Police would not specify what treatment Huff sought and why he did not receive it. Medical Center spokeswoman Donna Simmons declined to answer questions about Huff’s treatment, citing privacy laws. But police believe Huff killed himself to make a statement.

Scott Labensky, whose son lived with Huff, agreed. He said the veteran was injured by a ground blast while serving in Iraq and received ongoing treatment for a back injury and depression.

“He never got adequate care from the VA he was trying to get,” Labensky said. “I believe he (killed himself) to bring attention to that fact. I saw him two days ago.
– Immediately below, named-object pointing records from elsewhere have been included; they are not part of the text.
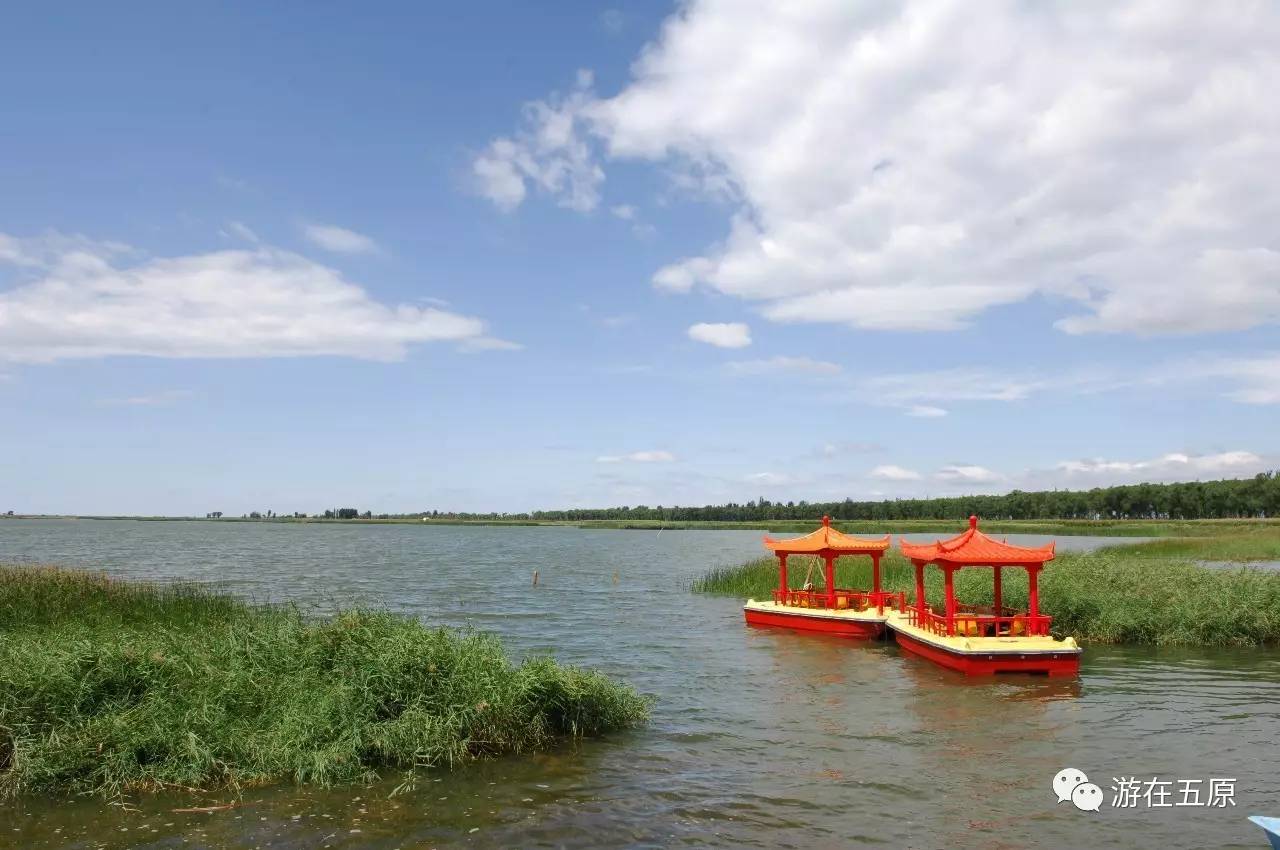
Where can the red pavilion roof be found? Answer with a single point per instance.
(974, 548)
(826, 539)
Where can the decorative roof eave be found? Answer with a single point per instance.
(976, 549)
(827, 542)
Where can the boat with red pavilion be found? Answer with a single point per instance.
(831, 609)
(979, 640)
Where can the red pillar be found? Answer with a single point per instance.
(880, 599)
(947, 575)
(1033, 590)
(919, 593)
(782, 576)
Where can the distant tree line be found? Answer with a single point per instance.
(1234, 498)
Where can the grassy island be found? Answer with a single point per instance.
(108, 686)
(1148, 593)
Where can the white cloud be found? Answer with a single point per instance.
(549, 152)
(241, 231)
(656, 456)
(967, 474)
(612, 21)
(155, 400)
(1256, 379)
(338, 240)
(474, 344)
(784, 365)
(891, 473)
(832, 449)
(912, 165)
(731, 334)
(771, 479)
(1176, 466)
(87, 300)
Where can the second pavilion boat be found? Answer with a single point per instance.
(836, 611)
(979, 640)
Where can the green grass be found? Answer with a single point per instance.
(1251, 544)
(110, 686)
(1123, 594)
(1057, 528)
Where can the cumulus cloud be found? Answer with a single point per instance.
(784, 365)
(1175, 466)
(891, 473)
(163, 398)
(1255, 379)
(967, 474)
(654, 456)
(241, 231)
(338, 240)
(549, 152)
(726, 334)
(96, 300)
(912, 165)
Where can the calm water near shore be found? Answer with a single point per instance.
(758, 737)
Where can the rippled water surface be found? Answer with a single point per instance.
(759, 737)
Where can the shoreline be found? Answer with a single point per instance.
(1129, 528)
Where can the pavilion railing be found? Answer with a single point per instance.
(979, 625)
(845, 599)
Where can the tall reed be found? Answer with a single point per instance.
(1121, 594)
(108, 686)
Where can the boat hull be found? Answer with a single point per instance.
(978, 662)
(816, 620)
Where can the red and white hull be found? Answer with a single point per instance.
(864, 625)
(990, 656)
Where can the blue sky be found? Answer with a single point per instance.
(277, 256)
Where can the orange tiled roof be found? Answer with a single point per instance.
(826, 539)
(976, 548)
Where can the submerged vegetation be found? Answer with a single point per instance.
(108, 686)
(1138, 594)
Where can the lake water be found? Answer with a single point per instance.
(762, 739)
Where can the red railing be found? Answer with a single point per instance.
(844, 599)
(979, 625)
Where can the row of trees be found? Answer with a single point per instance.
(1256, 497)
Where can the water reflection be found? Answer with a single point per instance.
(760, 737)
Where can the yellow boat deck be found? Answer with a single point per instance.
(961, 644)
(869, 615)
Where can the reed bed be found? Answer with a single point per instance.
(109, 686)
(1116, 595)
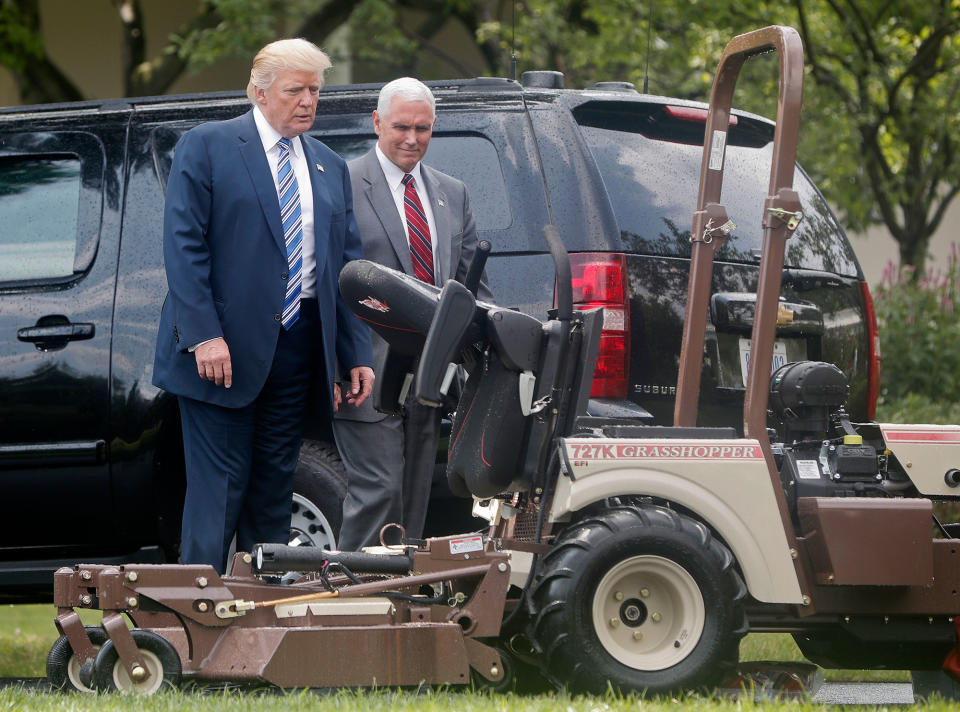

He was really hurting.”

Simmons said Huff received care at the center since August 2008 and his care was being handled by a case manager.

The suicide rate among 18- to 29-year-old men who have left the military has gone up significantly, the government said in January.

The rate for those veterans rose 26 percent from 2005 to 2007, according to data released by the Department of Veterans Affairs.

The military community also has struggled with an increase in suicides, with the Army seeing a record number last year. Last May, Wright-Patterson Air Force Base focused on suicide recognition and prevention after four apparent suicides involving base personnel within six months.

Huff arrived early Friday in a cream-colored van police found parked about 200 yards from a south entrance of the medical center. The van contained some U.S. Army clothing, a carton of Newport cigarettes and a prescription bottle of Oxycodone with Huff’s name on the side.

Oxycodone is often used to treat severe pain.

As a precaution, bomb squad technicians blew apart a backpack Huff carried before committing suicide.